Jessica Sian Brothwell (2nd Place), PhD candidate in Molecular and Cell Biology secured this spot for her paper titled Autism spectrum disorders: Speaking through interactions research topic.

Autism spectrum disorder (ASD) is a neurodevelopmental condition linked to abnormalities in the brain's cortex. Currently, there are no reliable markers for diagnosing ASD. Diagnosing ASD typically involves a comprehensive assessment that considers various factors, including social communication skills, repetitive behaviours, and restricted interests. Clinicians often rely on behavioural observations, interviews with parents or caregivers, and standardized assessments.

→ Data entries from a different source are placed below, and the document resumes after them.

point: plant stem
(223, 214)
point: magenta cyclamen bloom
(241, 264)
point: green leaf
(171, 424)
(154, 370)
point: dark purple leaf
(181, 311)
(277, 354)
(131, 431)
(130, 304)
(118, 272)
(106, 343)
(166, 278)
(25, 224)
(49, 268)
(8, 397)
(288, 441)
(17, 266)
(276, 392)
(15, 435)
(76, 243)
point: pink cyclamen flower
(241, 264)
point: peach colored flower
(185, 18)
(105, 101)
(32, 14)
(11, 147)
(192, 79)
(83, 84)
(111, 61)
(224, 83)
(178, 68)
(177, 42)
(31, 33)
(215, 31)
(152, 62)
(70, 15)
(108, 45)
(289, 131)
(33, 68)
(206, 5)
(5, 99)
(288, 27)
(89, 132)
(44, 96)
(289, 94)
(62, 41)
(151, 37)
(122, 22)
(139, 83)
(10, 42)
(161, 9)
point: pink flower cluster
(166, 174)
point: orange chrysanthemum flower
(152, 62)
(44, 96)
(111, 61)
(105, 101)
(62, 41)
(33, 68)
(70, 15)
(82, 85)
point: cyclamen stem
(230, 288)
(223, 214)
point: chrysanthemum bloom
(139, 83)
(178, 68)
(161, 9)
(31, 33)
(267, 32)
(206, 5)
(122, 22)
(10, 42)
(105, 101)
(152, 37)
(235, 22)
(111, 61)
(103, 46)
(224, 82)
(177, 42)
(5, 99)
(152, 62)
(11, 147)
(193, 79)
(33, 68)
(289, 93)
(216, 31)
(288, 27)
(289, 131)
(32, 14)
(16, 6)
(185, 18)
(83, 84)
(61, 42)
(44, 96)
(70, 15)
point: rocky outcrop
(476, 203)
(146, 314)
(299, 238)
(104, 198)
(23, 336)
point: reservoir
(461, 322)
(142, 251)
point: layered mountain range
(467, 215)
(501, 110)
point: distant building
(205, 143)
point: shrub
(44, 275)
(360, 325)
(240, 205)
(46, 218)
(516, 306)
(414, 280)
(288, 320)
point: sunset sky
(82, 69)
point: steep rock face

Mande Goldfein (3rd Place) a PhD candidate in the School of Molecular and Cell Biology is interested in, The Nutritional Symphony of FOXP2 Transcriptional Regulation from Speech to Cancer.

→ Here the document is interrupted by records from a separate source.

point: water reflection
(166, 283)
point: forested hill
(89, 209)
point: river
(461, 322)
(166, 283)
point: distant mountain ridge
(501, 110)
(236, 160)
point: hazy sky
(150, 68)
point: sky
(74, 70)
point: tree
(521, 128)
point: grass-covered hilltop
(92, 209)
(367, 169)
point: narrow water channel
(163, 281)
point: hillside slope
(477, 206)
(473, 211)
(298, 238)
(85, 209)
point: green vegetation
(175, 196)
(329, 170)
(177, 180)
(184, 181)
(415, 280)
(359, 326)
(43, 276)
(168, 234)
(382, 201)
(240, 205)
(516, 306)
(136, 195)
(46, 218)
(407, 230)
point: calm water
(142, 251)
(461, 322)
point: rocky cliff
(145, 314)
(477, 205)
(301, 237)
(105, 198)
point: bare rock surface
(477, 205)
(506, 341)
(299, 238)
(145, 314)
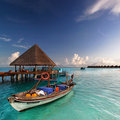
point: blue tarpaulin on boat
(62, 87)
(46, 89)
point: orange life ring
(45, 78)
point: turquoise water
(95, 97)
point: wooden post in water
(3, 78)
(17, 77)
(26, 76)
(12, 78)
(15, 68)
(29, 76)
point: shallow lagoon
(95, 97)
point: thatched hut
(33, 57)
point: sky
(70, 32)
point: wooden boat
(21, 102)
(82, 68)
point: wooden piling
(12, 78)
(3, 78)
(17, 77)
(26, 76)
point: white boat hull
(23, 105)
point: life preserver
(45, 78)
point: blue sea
(96, 96)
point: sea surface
(96, 96)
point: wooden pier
(34, 56)
(16, 76)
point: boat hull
(21, 105)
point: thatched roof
(33, 56)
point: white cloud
(100, 5)
(112, 5)
(66, 61)
(13, 56)
(20, 40)
(86, 61)
(5, 39)
(20, 46)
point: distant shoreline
(112, 66)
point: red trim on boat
(43, 98)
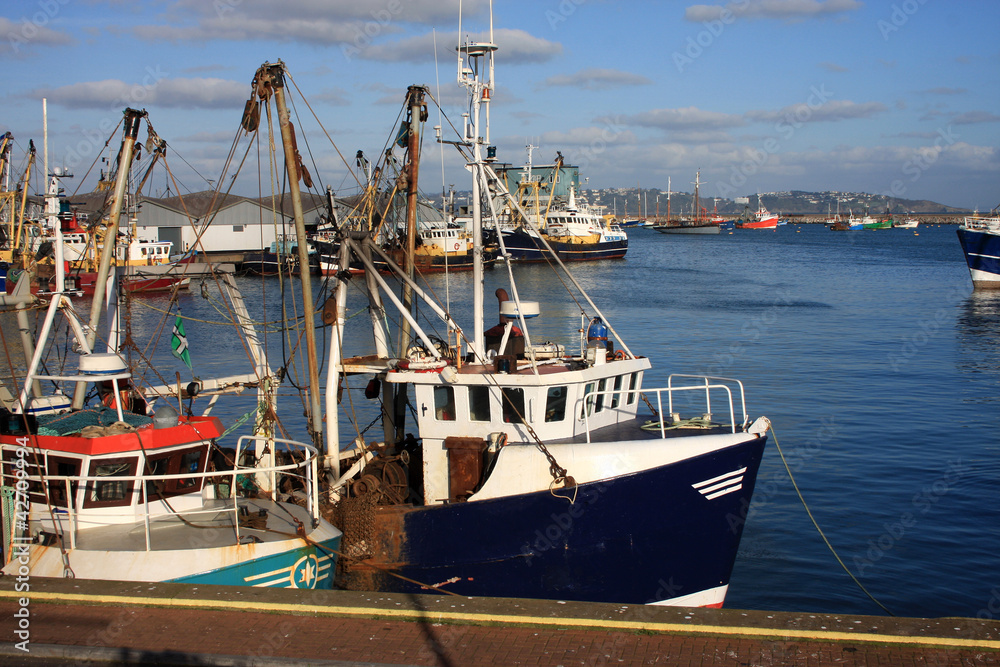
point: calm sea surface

FOXP2 is a protein that regulates gene expression and is found in various parts of the body, including the brain. Problems with FOXP2 can lead to developmental disorders affecting verbal communication and cognitive functions. Interestingly, FOXP2 is also thought to have a role in preventing certain cancers, such as breast, gastric, and liver cancer. The study explores the potential interaction between FOXP2 and three important dietary components: folic acid, retinoic acid, and pyrroloquinoline quinone (PQQ). These components are known for their nutritional significance in preventing cognitive impairment and cancers associated with FOXP2. Using molecular docking and binding studies, the research suggests a potential interaction between FOXP2 and folic acid, retinoic acid, and PQQ. Identifying and understanding these interactions could lead to further research on using these dietary components to prevent or treat neurodevelopmental diseases and certain cancers.